ONE (FORMER) PLAYER: Roy Williams
Late Wednesday night Roy Williams dropped this tweet that seemed to imply he wouldn’t mind coaching Sooner target and U.S. Army All-American safety Leon O’Neal Jr. This could be as simple as Williams wanting to work 1-on-1 with O’Neal.
Or he could be alluding to something larger.
Riley is still in the market for a 10th assistant to add to his staff. It’d be re-DONK-U-lous if that assistant was Superman himself (or if he at least came on in some capacity). I’m getting giddy just thinking about it.

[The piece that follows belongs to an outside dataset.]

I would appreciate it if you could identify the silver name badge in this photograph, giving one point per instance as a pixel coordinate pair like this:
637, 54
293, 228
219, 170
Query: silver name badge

UPDATE: Not gonna happen, BUT...
Let me go head & put this to rest, I am not joining the coaching staff. I love my school and I would do anything for the team. But I have bigger plans in sight for the University. . https://t.co/nybS2T1xm2
— roy williams (@roywilliams31) January 18, 2018
ONE VIDEO:
ONE FINAL THOUGHT: Rig it, Joe!
Oklahoma athletics director Joe Castiglione was named to the College Football Playoff selection committee for the upcoming season, and that means he has just one job from where I’m sitting—my couch in case you wondered—and that’s to rig the final rankings in December in favor of the Big 12.
Now, first, I full understand Castiglione won’t be able to rig the rankings unless PricewaterhouseCoopers drops the envelope in front him. I also understand the man has too much integrity to do such a thing. But I do feel the selection committee has lost its credibility after this season.
Yes, the committee picked a team (Alabama) that eventually won the national title. It also picked a team that played a bad non-conference schedule (also Bama), a bad non-conference team in Mercer (Bama too), didn’t win its division (Bama here), let alone conference championship (Bama as well) and then did the unspeakable in giving that team (Bama again) another week of rest the other three teams in the College Football Playoff did not receive because they were too busy trying to be the best team in their conference thinking that would matter to the committee more than getting beat by a team (Auburn) that got beat by Central Florida the committee wouldn’t even consider for the College Football Playoff — despite finishing the season undefeated.
The selection committee did everything but stock the ballot box, and the credibility of the sport we love took a hit because of it. So by all means, Joe C., do what you can to rig the system until the system fails enough for we college football fans to get the eight-team playoff we deserve. Or there will be UCF’s claiming national titles in the future, just as there have been in the past.